Die Klägerin hat dieses Rechtsmittel eingelegt und gerügt, daß das LSG keine Feststellungen darüber getroffen habe, wie es zu dem Unfall gekommen sei. Selbst wenn eine innere Ursache an ihrem Sturz mitgewirkt habe, sei wesentlich für den Unfall der Umstand gewesen, daß sie betriebsbedingt mit schmutziger Wäsche auf dem Arm eine Treppe hinuntergegangen sei und deshalb keine Möglichkeit gehabt habe, den Sturz durch Festhalten am Geländer zu verhindern oder abzufangen.
Die Klägerin beantragt,
das Urteil des LSG Berlin vom 12. Februar 1981 aufzuheben und die
Berufung des Beklagten gegen das Urteil des SG Berlin vom 5. Mai 1980
zurückzuweisen,
hilfsweise, die Sache an das LSG Berlin zurückzuverweisen.
Der Beklagte beantragt,
die Revision zurückzuweisen.
Er trägt vor, daß das LSG den Sachverhalt so weit wie möglich aufgeklärt habe. Augenzeugen des Sturzes seien nicht vorhanden. Die Angaben der Klägerin seien widersprüchlich. Nach den tatsächlichen Feststellungen des LSG scheide ein Sturz aus innerer Ursache nicht aus.
Entscheidungsgründe
Die Revision der Klägerin ist insofern begründet, als das angefochtene Urteil aufzuheben und die Sache an das LSG zurückzuverweisen ist.

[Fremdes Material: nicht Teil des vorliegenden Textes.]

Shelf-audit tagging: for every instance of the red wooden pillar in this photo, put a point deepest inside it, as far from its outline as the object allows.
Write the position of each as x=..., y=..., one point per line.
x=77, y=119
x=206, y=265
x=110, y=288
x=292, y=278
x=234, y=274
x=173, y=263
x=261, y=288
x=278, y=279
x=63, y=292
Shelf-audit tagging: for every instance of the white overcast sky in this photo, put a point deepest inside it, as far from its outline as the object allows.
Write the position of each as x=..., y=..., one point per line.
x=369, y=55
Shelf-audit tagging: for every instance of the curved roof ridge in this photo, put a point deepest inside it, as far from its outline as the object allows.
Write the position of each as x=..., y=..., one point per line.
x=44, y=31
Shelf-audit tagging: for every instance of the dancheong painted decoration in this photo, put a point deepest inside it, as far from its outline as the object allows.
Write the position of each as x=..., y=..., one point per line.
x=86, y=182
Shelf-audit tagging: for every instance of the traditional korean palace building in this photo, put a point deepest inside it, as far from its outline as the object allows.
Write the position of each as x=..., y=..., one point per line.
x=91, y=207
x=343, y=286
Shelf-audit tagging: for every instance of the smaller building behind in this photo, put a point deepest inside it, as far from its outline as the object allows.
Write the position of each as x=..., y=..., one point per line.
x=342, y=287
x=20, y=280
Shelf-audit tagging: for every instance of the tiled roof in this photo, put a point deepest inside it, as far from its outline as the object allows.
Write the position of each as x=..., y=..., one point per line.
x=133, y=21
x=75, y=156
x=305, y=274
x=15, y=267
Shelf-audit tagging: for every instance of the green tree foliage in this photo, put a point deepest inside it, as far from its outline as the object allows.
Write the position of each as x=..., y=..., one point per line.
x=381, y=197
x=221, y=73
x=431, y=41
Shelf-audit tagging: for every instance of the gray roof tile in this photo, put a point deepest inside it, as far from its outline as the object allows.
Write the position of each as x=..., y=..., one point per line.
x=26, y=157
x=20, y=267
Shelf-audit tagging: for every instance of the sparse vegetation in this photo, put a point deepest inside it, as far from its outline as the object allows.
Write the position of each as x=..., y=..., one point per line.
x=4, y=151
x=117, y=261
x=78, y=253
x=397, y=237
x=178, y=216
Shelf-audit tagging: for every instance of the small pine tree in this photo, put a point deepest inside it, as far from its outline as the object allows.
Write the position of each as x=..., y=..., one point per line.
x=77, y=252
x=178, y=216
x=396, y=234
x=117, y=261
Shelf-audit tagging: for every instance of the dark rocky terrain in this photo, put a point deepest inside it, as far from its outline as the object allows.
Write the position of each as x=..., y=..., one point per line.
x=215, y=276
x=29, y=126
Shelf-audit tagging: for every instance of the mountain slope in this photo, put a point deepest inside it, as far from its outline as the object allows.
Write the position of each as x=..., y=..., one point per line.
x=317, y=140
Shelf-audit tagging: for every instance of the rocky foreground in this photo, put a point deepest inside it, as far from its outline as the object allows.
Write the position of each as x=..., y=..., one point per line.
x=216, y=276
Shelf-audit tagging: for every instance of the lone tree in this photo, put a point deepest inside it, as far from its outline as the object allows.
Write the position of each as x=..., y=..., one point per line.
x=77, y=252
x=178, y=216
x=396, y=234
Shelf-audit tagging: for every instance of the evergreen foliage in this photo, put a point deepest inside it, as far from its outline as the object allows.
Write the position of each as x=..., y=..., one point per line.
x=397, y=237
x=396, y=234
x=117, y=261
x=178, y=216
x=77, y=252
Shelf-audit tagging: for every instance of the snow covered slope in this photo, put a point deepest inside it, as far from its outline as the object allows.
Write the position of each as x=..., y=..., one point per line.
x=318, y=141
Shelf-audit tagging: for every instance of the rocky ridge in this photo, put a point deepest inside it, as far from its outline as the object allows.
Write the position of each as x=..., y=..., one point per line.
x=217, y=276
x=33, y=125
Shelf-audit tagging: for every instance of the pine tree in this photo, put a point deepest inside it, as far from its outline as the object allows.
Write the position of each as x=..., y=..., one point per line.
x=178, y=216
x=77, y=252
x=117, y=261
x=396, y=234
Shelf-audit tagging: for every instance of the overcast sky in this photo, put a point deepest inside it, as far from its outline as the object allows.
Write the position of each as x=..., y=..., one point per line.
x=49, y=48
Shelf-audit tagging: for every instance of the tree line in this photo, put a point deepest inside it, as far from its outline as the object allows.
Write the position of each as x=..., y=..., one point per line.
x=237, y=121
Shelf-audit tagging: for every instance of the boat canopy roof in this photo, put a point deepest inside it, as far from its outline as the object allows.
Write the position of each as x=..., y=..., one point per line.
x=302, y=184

Nach § 548 Abs 1 Satz 1 Reichsversicherungsordnung (RVO) ist Arbeitsunfall ein Unfall, den ein Versicherter bei einer versicherten Tätigkeit erleidet. Der Begriff des Unfalls ist in der RVO nicht bestimmt. Wie der erkennende Senat ua in seinem Urteil vom 27. Juli 1977 - 2 RU 15/76 - (SozR 2200 § 550 Nr 35) ausgeführt hat, ist nach der in Rechtsprechung und Schrifttum seit langem und im wesentlichen einhellig vertretenen Auffassung der Unfall ein körperlich schädigendes, zeitlich begrenztes Ereignis (vgl Brackmann, Handbuch der Sozialversicherung, 9. Aufl S 479 mit Nachweisen). Soweit daneben zum Teil auch gefordert wird, das Ereignis müsse "von außen" auf den Menschen einwirken, soll damit lediglich ausgedrückt werden, daß ein aus innerer Ursache, aus dem Menschen selbst kommendes Ereignis nicht als Unfall anzusehen ist (Brackmann aaO S 479a mit Nachweisen). Für eine Einwirkung von außen genügt es zudem, daß zB der Boden beim Auffall des Versicherten gegen seinen Körper stößt. Auch dadurch wirkt ein Teil der Außenwelt auf den Körper des Versicherten ein (vgl OLG Hamm VersR 1976, 336; Gitter, Schadensausgleich im Arbeitsunfallrecht, S 90; von Heinz, Entsprechungen und Abwandlungen des privaten Unfall- und Haftpflichtversicherungsrechts in der gesetzlichen Unfallversicherung nach der RVO, S 190, 192; Schönberger/Mehrtens/Valentin, Arbeitsunfall und Berufskrankheit, 2. Aufl, zum Umknicken des Fußes S 523, 528 ff). Ausgehend von dieser Begriffsbestimmung unterliegt es keinem Zweifel, daß die Klägerin am 9. August 1977 einen Unfall erlitten hat. Ob der Unfall auch ein Arbeitsunfall war, läßt sich aufgrund der unzureichenden tatsächlichen Feststellungen des LSG nicht entscheiden.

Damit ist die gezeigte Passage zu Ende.